Local grizzly and black bears congregate at rivers and streams in the late summer and early fall to gorge themselves on spawning salmon. During the several-week feeding frenzy, an adult bear will consume many dozens of fish, to get the fat reserves it needs to survive the winter hibernation. Because of the historically bountiful salmon runs, and the huge size of some of the fish, Owikeno’s grizzlies had a reputation as some of the largest on the coast. To say that bears once thrived here is an understatement.

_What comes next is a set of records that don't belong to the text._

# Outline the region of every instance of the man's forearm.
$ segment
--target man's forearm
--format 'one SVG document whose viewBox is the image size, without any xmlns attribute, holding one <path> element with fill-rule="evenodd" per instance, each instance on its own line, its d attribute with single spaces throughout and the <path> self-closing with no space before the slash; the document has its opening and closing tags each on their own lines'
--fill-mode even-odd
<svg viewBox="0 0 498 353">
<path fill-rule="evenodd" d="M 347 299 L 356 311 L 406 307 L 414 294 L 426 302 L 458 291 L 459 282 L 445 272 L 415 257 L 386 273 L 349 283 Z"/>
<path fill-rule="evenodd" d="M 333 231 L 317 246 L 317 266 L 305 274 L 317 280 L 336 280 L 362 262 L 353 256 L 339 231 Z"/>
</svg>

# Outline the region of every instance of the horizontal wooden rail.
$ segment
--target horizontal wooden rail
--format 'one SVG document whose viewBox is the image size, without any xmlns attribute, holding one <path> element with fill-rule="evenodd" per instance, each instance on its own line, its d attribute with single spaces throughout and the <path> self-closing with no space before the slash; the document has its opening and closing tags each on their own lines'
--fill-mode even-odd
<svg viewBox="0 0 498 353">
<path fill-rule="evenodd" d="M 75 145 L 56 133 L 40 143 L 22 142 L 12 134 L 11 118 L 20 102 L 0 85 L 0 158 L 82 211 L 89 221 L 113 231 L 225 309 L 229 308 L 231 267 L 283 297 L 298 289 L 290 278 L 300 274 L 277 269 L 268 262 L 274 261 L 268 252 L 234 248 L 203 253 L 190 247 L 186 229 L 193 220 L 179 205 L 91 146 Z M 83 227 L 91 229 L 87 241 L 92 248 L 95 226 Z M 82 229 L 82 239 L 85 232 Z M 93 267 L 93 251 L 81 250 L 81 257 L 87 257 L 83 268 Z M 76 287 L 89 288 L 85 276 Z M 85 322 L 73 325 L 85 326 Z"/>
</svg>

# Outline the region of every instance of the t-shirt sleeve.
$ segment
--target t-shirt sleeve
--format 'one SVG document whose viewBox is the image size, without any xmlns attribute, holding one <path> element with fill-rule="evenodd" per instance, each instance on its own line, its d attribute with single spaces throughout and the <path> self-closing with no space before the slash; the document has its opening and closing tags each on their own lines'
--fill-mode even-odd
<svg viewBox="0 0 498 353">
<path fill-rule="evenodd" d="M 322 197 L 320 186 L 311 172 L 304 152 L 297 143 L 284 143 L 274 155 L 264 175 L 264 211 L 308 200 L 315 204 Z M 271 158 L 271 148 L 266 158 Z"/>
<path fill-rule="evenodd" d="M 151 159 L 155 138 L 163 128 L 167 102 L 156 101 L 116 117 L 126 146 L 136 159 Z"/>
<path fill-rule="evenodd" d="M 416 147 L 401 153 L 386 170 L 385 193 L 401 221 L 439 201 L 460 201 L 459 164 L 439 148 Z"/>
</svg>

Every year, the animals passed through the village to access feeding spots along the Wanukv River. But in the autumn of 1999, when the salmon didn’t return, hungry grizzlies invaded the town. In a last-ditch effort to find food, around two dozen weak and disoriented bears, some with cubs, took up residence in and around Wuikinuxv. Some foraged for scraps at the town’s garbage dump. Others ventured close to homes, digging through people’s front yards. At first, residents tolerated the invasion. But as the weeks went on, the bears became bolder and more unpredictable, sleeping on people’s porches and trying to break thro
ugh doors and windows.
Lena, living in another home in Wuikinuxv at the time, had one starving grizzly sow with cubs in her yard. “One day,” she recalls, “one of the cubs came right up to my window—and I looked into its eyes. It was a powerful moment. I felt I was looking into the face of a family member, and not being able to do anything to help. We had nothing to give them.”
When the bears started breaking into trailers and threatening people, the decision was made to put them down. By early winter, sixteen grizzlies had been shot dead. One black bear, among the many that had wandered through town on the heels of grizzlies, was also put down, bringing the total to seventeen bears. Locals say they’re certain many more bears starved in the forests during the winter months.
The ecological chain of events resulting from the salmon die-off—a symptom, in part, of a rapidly changing habitat—ran deeper than even the residents of Wuikinuxv initially suspected. Only in retrospect did a few locals realize that the bald eagles had gone missing that autumn. Like the bears, they had always been plentiful around Wuikinuxv during salmon season, perched on conifers by the dozen, their white heads gleaming like ornaments on a Christmas tree.
Take any street in small-town North America and transplant it into an impossibly rugged terrain that smacks of some northwest coast version of Jurassic Park and you’ll have Wuikinuxv. The physical village—a collection of homes set on spacious plots of unfenced, overgrown land along a gravel road—nestles in the shores of the Wanukv River, with the slopes of craggy mountains towering over it. The nation’s school, government building, and cultural big house cluster at its center. The main road continues past the town in both directions through thick, brushy rain forest before dead-ending at Wuikinuxv’s two points of arrival and departure: the government dock at the head of Rivers Inlet at one end and the airstrip and an abandoned logging depot on Owikeno Lake at the other.